Los fines del proyecto estatal contenidos en esta Constitución determinarán los objetivos de la planeación. La planeación es un proceso político, democrático y participativo que tomará en cuenta las peculiaridades de cada una de las regiones que comprende el Estado de Oaxaca. Será regional e integral y tendrá como unidad de gestión para el desarrollo, a los planes elaborados a nivel municipal. Mediante la participación de los diversos sectores sociales recogerá las aspiraciones y demandas de la sociedad, para incorporarlas al Plan Estatal de Desarrollo, al que se sujetarán obligatoriamente los programas de la administración pública.

La ley facultará al Ejecutivo para que establezca los procedimientos de participación democrática y los criterios para la formulación, instrumentación, control y evaluación del plan y los programas de desarrollo.
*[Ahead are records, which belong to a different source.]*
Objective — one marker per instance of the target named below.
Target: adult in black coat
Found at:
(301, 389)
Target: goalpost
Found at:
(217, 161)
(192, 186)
Asimismo, determinará los órganos responsables del proceso de planeación y las bases para que el Ejecutivo coordine, mediante convenios con los municipios e induzca y concerte con los particulares, las acciones a realizar para su elaboración y ejecución.

En el Sistema de Planeación Democrática, el Congreso tendrá la intervención que señale la ley.

Artículo 21.- La imposición de las penas es propia y exclusiva de la autoridad judicial. La investigación y persecución de los delitos incumbe al Ministerio Público, el cual se auxiliará con una policía que estará bajo su autoridad y mando inmediato.

Compete a la autoridad administrativa la aplicación de las sanciones por las infracciones a los reglamentos gubernativos y de policía.